Taking Bob Dylan at Face Value

Bob Dylan at Face ValueMason Whitehorn Powell

Face Value is a collection of 12 portraits in pastel by Bob Dylan that were first unveiled at the London National Portrait Gallery in 2013. These works are featured in their regional debut at the Gilcrease exhibition Bob Dylan: Face Value and Beyond, which runs through Sept. 15, 2019. Dylan’s portraiture will be accompanied by a vast selection of artworks drawn from his archives – a collection that solidifies and provides context to his decades-long, if largely unknown, career as a visual artist.

Currently preserved on the Gilcrease campus for scholarly use, The Bob Dylan Archive® arrived in Tulsa by way of the George Kaiser Family Foundation in 2016. The opening of the archive has been revelatory for researchers, elucidating the scope of Dylan’s longstanding engagement with the visual arts across decades of sketchbooks and manuscript marginalia.

Later in his career, Dylan expanded his graphic repertoire. Following an early foray into painting during the 1960s and his endless sketches composed while on tour, Dylan began to create what could be considered his serious work: paintings, drawings and objects from the 1980s onward. Both the art recurring throughout his archive and the later, more focused and mature work, offer insights into Dylan beyond his career as a musician. Together, these establish an aesthetic tableau representative of his internal visions of America and the contemporary world.

Dylan’s 1974 album “Self Portrait” features his visage on the cover, done in thick, blocky acrylics.
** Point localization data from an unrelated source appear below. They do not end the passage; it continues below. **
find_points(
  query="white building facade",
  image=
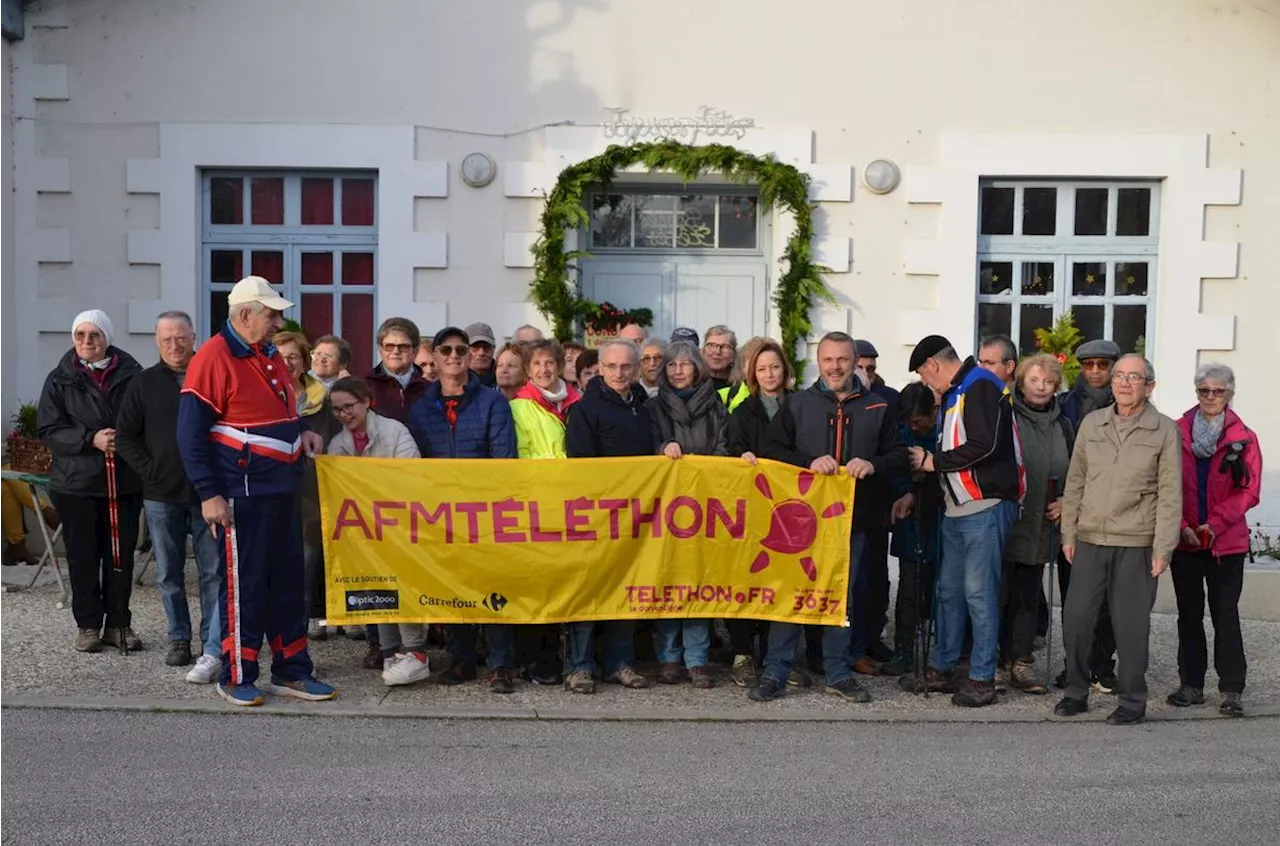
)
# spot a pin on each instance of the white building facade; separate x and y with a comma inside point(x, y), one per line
point(1114, 159)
According to him, this painting took “about five minutes” and was an embodiment of songs that represented his ever-increasing contempt of fame. “I wish these people would just forget about me. I wanna do something they can’t possibly like,” he said.

Nearly half a century since “Self Portrait,” people have neither forgotten nor rejected Dylan. He turned 78 about two weeks after Face Value and Beyond opened, and he shows no sign of retiring as the Never Ending Tour rolls on and
new records are released every few years.
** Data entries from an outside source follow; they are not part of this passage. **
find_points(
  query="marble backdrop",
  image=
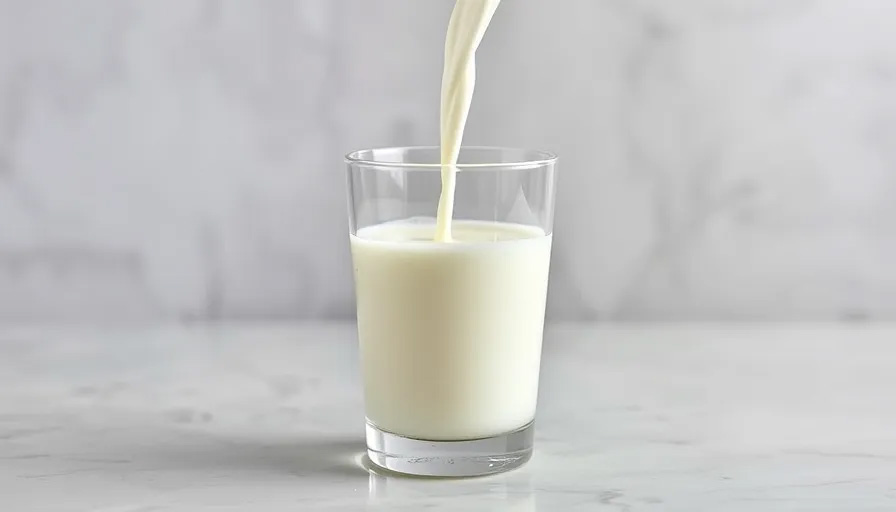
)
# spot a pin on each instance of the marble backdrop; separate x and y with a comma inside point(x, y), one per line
point(182, 159)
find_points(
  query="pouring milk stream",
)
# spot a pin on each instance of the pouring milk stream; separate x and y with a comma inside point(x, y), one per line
point(450, 333)
point(465, 30)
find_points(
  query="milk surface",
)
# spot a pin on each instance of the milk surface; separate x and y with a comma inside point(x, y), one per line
point(450, 333)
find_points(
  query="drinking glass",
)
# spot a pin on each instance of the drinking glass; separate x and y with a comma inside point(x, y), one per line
point(450, 331)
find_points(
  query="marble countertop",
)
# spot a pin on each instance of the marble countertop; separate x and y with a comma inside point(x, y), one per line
point(269, 417)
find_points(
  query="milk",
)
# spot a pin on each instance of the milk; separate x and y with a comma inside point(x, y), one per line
point(468, 22)
point(450, 333)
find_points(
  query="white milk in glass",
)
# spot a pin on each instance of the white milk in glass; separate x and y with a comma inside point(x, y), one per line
point(451, 312)
point(450, 333)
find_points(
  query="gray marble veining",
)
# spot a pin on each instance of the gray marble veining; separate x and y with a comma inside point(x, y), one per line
point(181, 159)
point(269, 417)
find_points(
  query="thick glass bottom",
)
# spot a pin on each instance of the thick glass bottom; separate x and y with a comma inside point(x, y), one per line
point(450, 458)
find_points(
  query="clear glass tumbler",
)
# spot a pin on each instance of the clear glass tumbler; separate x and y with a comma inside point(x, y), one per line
point(450, 332)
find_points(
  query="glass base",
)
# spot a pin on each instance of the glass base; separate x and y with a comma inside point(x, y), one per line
point(450, 458)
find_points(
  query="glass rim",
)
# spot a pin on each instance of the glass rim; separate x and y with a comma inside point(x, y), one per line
point(544, 158)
His public career as a visual artist began in 2007 with “The Drawn Blank Series.” Represented by Halcyon Gallery in the United Kingdom, Dylan based these paintings on sketches he made while on the road during the late 1980s and early 1990s. Drawn Blank has been exhibited in five countries.

With approximately 10 unique exhibitions over the subsequent decade, his art has found global appeal and critical acclaim. Halcyon’s website and their Dylan catalogs explain his artistic direction in further detail. From the wrought iron sculptures of Mood Swings to the screenprinted appropriations of magazine covers in Revisionist Art, his dedication to the art world can be taken as seriously as his monumental participation in the recording industry.

Still, all art is subjective. Dylan’s sensibility as a musician is virtuosic – as a songwriter, he’s arguably unparalleled – but on canvas and paper, the veil between him and his influences grows thinner. Fans of Woody Guthrie’s drawings will once again find Dylan to be his kindred spirit with the Face Value portraits. Each face has been stripped down to its essence, as the title suggests, with an aesthetic that stems from the surface-level emotions etched upon each. The expressiveness of these loose renderings arises not only from what’s there – but what isn’t, similar to the eternal question of Dylan’s enigmatic identity.

Just as references to fine art abound in his music, Dylan has continued to plow the modernist line; his paintings are reminiscent of Matisse, and his illustrations suggest Picasso’s line drawings.

Andy Warhol’s “Screen Test” of Bob Dylan from 1965 will also be screening, on loan from The Andy Warhol Museum. This short film provides a glimpse into both artists’ self-made images: Warhol’s elite documentarian vision of celebrity; and contrarily, his attempt to capture Dylan in this role. Between Dylan’s solemn portraits and Warhol’s living depiction, this exhibition presents a tension between artist and subject.

Rarely seen and never publicly exhibited before, a careful selection of drawings, manuscripts and ephemera from The Bob Dylan Archive® will also be on display with a focus on Dylan’s artwork for “Writings and Drawings” (1973), his first authorized collection of lyrics. It was a last-minute decision by Dylan to publish his art with these texts. Eighteen were selected that thematically alluded to the lyrics and disjecta membra they accompany. Composed during the early ’70s, more than 100 additional sketches from this series, titled “Morris Zollar Wants to Know,” are in the archive. Examples from the published drawings and never-before-seen outtakes will be displayed, alongside artist proofs and lithographs of more recent work signed by Dylan. This means that one will be able to follow Dylan the artist from past to present, above and below the surface.

A close partnership between The Bob Dylan Center and Gilcrease Museum is important to preserve the archive for future generations and to host public events that showcase these treasures of American iconography.
Face Value and Beyond is one such collaboration along the road to building The Bob Dylan Center in the Tulsa Arts District by 2021. It’s only right that Dylan will be shown among the premier collection of artworks from the American West and Native American traditions. 

The Face Value series is graciously on loan from the Jenny Norton and Bob Ramsey Collection.